On linguistic grounds the Salinan have been divided into the San Miguel Salinas on the upper course of Salinas River, the San Antonio Salinas below the preceding to Costanoan territory, and the Playano along the coast.
- San Antonio Division:
- Chahomesh, at the head of San Antonio River.
- Chohwahl, near the mouth of San Antonio River.
- Chukilin, at the head of Nacimiento Creek.
- Holamna Jolon, southeast of San Antonio Mission.
- Nasihl Pleyto, on lower San Antonio River.
- Sapewis, below the preceding.
- Skotitoki, north of San Antonio Mission.
- Tesospek, on San Antonio River above San Antonio Mission.

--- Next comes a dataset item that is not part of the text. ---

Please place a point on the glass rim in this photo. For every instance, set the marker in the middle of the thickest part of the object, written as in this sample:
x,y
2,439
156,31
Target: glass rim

- Tetachoya Ojitos, on lower San Antonio River.
- San Miguel Division:
- Cholame, probably on Cholame Creek or at the mouth of Estrella Creek.
- Teshaumis, on the upper course of Cholame Creek.
- Teshaya, at San Miguel Mission.
- Trolole, near Cholame or near Santa Margarita.
- Ehmahl, located conjecturally near Lucia.
- Lema, perhaps lower down the coast than the preceding.
- Ma’tihl’she, located conjecturally still farther south.
- Tsilakaka, placed conjecturally near San Simeon.
Kroeber (1925) estimates that there may have been 3,000 Salinan in 1770 but that 2,000 is a safer estimate; about 40 remain. The census of 1910 returned 16; that of 1930, none.